There certainly is a lot of fudge room depending on codecs and if Apple has the ability to encode and edit in h.264 because of a chip on the iPhone -- I'd like that dang chip on my Final Cut Pro editing suite -- not because I'd every author in h.264, but just because I'd like to watch some TV while I'm editing.
Most Standard DVDs utilize hours of high quality compression. H.264 codec is a bit more efficient than MPEG of MPEG2, but its also more complex.
I think the STANDARD of Hi-resolution video editing, where people are trained on You-Tube quality, will work on the mass market... because they don't know any better. But it's not really HD quality editing on a 32G device for an 1 hour.
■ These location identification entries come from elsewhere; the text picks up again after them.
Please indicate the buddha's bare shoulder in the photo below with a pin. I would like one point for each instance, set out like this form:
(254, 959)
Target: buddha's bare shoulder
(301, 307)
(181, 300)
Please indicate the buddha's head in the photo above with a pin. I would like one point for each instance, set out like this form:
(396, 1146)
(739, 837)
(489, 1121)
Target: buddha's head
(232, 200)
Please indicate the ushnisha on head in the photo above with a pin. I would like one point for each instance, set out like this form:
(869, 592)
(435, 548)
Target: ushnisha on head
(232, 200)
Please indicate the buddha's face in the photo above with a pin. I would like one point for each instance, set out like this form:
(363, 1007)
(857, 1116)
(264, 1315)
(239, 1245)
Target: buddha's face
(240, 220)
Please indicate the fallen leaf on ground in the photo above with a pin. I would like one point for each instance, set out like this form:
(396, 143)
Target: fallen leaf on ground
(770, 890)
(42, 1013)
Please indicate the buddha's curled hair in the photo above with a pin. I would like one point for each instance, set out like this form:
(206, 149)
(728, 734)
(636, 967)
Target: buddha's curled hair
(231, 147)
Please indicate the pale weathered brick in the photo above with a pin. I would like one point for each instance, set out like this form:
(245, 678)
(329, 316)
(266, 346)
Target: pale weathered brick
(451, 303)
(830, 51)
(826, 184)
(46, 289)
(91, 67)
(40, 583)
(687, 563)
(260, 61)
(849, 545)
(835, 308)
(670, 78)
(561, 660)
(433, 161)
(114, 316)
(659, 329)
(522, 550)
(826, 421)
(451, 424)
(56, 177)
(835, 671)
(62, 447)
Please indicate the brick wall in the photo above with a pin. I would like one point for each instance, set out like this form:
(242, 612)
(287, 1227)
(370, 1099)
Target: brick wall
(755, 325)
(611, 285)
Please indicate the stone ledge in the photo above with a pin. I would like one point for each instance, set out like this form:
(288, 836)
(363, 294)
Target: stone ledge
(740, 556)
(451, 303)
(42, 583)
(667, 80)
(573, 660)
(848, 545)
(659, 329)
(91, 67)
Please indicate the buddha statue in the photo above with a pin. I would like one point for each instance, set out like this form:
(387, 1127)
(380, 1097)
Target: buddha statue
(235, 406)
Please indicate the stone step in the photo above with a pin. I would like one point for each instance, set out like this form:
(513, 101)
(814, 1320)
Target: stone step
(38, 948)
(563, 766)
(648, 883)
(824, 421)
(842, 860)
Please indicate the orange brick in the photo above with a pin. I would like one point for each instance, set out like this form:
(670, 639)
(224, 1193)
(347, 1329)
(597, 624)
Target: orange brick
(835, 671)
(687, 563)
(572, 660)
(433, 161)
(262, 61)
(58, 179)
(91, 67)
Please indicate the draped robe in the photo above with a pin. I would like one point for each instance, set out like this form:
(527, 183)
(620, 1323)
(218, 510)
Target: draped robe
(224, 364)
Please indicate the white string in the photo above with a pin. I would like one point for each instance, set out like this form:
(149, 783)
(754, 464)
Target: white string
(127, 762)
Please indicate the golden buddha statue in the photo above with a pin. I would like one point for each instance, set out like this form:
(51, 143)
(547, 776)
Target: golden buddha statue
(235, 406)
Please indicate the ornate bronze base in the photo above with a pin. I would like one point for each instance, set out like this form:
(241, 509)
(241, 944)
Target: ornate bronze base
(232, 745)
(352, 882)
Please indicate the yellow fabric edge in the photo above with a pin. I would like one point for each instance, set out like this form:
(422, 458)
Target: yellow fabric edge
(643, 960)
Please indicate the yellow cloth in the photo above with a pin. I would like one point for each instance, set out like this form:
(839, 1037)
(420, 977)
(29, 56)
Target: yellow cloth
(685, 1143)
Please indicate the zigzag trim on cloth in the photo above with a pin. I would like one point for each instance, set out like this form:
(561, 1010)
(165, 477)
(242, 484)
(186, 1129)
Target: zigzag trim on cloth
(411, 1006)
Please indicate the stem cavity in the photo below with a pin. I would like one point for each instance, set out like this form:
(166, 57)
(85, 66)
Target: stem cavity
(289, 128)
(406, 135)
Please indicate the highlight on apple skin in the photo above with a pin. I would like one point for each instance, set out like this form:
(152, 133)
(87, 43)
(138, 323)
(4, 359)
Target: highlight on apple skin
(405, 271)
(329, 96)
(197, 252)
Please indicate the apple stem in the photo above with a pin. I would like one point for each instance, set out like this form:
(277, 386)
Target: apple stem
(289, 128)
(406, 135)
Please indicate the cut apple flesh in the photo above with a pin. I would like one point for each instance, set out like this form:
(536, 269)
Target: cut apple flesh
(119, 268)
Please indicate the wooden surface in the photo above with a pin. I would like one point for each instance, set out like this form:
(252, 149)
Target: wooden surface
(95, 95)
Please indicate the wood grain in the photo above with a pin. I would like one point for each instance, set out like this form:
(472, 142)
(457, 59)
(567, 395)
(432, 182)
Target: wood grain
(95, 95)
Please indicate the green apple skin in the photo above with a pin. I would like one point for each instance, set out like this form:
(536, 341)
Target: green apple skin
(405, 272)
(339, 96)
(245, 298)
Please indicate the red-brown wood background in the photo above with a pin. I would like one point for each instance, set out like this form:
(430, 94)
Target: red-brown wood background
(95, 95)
I expect this is more along the lines of a Novelty -- like those 12 Megapixel cameras with horrible optics and sensors. People will be making 2 and 5 minute masterpieces of their kids playing with a hose and chasing the cat and maybe superimpose a bouncing head of the dog.
I think there are a lot of video editors who might like it for quick "dailies" or whatnot. It's fine for playing back and tweaking compressed videos. But I'm not going to be able to use it as a real video camera on HD and then Edit my family video -- because I'm going to have at least 2 or 3 hours of the family on vacation. Plus, I think we'd all go slowly insane not having a 24" monitor and 50 or more tiny icons of the edit points.
The hype makes it sound like a serious HD experience and there is no way for a number of reasons, that it will provide that.